Вот гад! Хорошо подготовился. Когда только успел?
— Передумал с медициной связываться, — пожал плечами я. — Многосерийный фильм посмотрел про милицию и передумал.
— Какой фильм?
— “Следствие ведут знатоки”. До сих пор смотрю. А вы?
— Я вас попрошу из города никуда не уезжать. Даже на выходные.
— Могу дать подписку о невыезде, — улыбнулся я.

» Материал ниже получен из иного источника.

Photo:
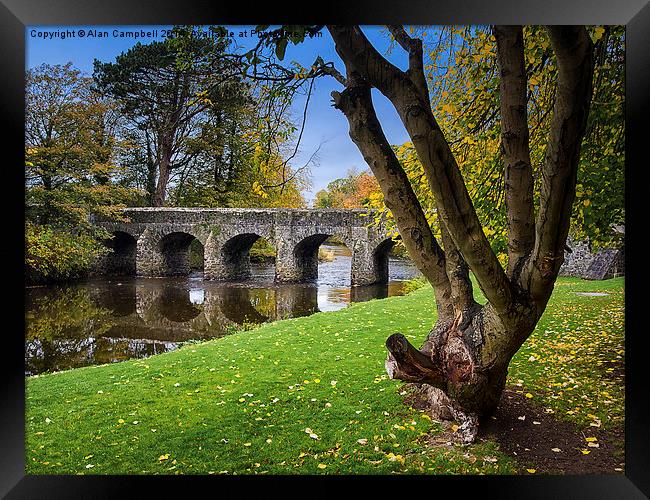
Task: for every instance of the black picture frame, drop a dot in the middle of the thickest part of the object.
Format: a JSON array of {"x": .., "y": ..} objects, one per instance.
[{"x": 15, "y": 15}]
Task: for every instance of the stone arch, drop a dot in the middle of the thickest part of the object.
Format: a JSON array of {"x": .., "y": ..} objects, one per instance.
[
  {"x": 379, "y": 256},
  {"x": 230, "y": 260},
  {"x": 174, "y": 249},
  {"x": 121, "y": 260},
  {"x": 305, "y": 254}
]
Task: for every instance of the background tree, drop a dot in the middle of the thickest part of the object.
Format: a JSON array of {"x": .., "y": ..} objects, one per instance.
[
  {"x": 352, "y": 191},
  {"x": 175, "y": 93},
  {"x": 70, "y": 146}
]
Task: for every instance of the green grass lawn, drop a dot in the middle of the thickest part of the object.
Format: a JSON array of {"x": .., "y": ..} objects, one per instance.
[{"x": 310, "y": 395}]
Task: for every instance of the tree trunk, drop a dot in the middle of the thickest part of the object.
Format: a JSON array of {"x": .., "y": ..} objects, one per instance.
[
  {"x": 163, "y": 172},
  {"x": 463, "y": 364}
]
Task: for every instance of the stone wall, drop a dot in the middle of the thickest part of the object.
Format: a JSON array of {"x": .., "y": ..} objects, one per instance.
[
  {"x": 582, "y": 263},
  {"x": 163, "y": 236}
]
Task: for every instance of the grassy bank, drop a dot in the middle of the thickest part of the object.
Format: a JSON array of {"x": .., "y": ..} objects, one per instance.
[{"x": 310, "y": 395}]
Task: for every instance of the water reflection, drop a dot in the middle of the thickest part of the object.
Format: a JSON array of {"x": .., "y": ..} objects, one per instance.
[{"x": 109, "y": 320}]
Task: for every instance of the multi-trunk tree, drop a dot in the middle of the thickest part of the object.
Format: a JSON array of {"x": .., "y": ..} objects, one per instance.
[{"x": 463, "y": 363}]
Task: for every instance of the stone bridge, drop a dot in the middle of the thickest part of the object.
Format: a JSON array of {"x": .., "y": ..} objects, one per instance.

— Не надо. Пока обойдемся без нее. И последний вопрос. Подозреваемый Трошкин ваш друг?
— Друг.
— Странные у вас друзья.
— Почему?
— В убийстве подозревается. И, возможно, не в одном.
— Он ни при чем.
— Откуда такая уверенность? Почему вы его покрываете? — следак вдруг привстал. — Или это он вас покрывает?
— Доказательств его вины нет. То, что он был в тот вечер в гостях у убитой, ничего не доказывает. Я могу засвидетельствовать, что Илья был влюблен в Звереву. И долго пытался завязать с ней отношения. Тем более, он не мог убить других девушек. Не такой он человек.
— Каких других девушек? Мы расследуем убийство Зверевой и исчезновение ребенка.
— Вы сами знаете, каких.
— Ваша осведомленность меня удивляет. Официально дела еще не объединены. Почему вы думаете, что это сделал один и тот же человек?